The UQ platform (https://uq.stanford.edu) operationalizes the evaluation paradigm by hosting the dataset, candidate model answers, validator results, and human reviews. It supports:
- Browsing and sorting questions by domain, site, and resolution status.
- Submission of new answers and models, with full prompt transparency.
- Human expert reviews and community comments.
- Ongoing, asynchronous evaluation and leaderboard updates as questions are solved.
This design enables continuous, community-driven evaluation, with public attribution and educational incentives for expert participation.
Frontier models achieve low pass rates on the validator pipeline (e.g., o3-pro at 15%, Gemini 2.5 Pro at 5%), and only a small fraction of these are verified as correct by human experts.
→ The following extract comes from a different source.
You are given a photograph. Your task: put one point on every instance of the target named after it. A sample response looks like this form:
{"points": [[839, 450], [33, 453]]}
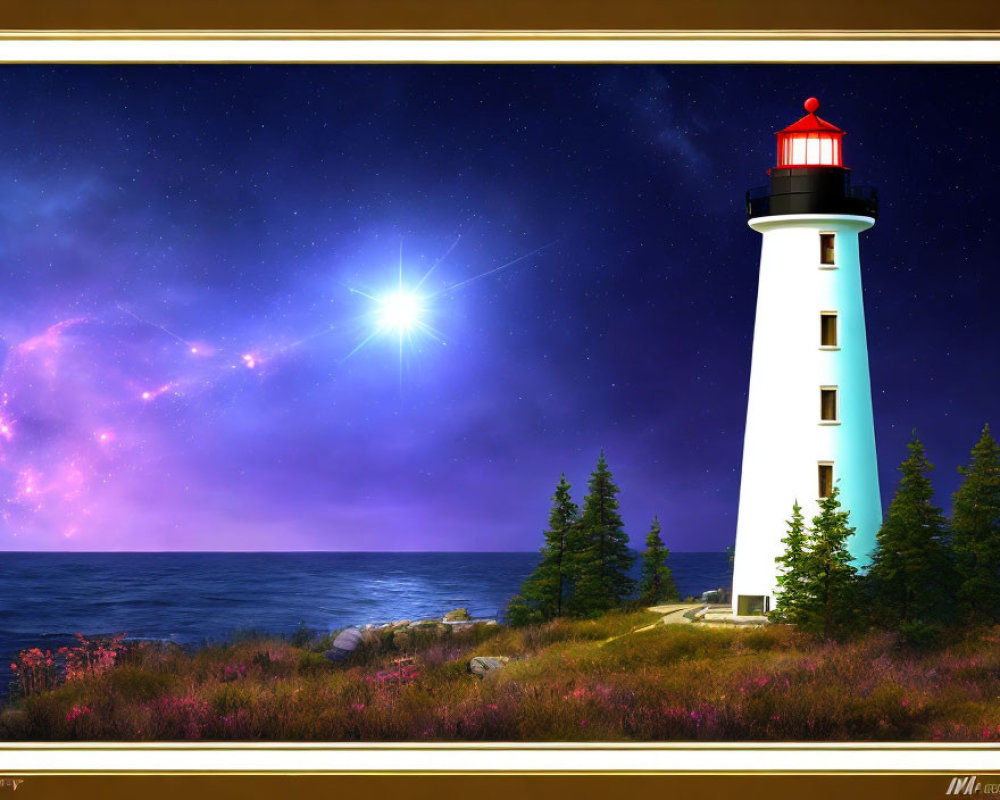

The majority of candidate answers that pass validation are still incorrect, often due to subtle errors or hallucinated references not caught by validators.
Strong claim: No model achieves more than 4/46 human-verified correct answers on the main set, and none on the diamond subset, highlighting the extreme difficulty of the benchmark.
Implications, Limitations, and Future Directions
Practical implications:
- UQ provides a dynamic, evolving benchmark that remains challenging as models improve, directly measuring progress on real-world, open-ended problems.
- The generator-validator gap enables scalable triage of candidate answers, reducing human verification cost.
- The platform's design supports transparent, reproducible, and community-driven evaluation.
Limitations:
- The dataset is biased toward Stack Exchange domains and may overrepresent STEM topics.
- Validator precision remains limited, and reference verification is weak for domains requiring citation accuracy.
- Early platform engagement may be skewed toward AI researchers rather than domain experts.
Future directions:
- Expanding the dataset to include more diverse sources and higher-difficulty questions.
- Developing more powerful, possibly domain-specific, oracle-free validators.
- Exploring generator-validator interaction and co-training.
- Studying the dynamics of community-based evaluation and incentives.
Conclusion
UQ establishes a new paradigm for LLM evaluation by focusing on unsolved, naturally-arising questions and leveraging oracle-free validation strategies. The benchmark exposes the limitations of current models, provides a scalable path for future evaluation, and offers a foundation for research on model capabilities in domains without ground-truth supervision. As models and validators improve, UQ will continue to evolve, serving as a persistent challenge and a measure of genuine progress in AI.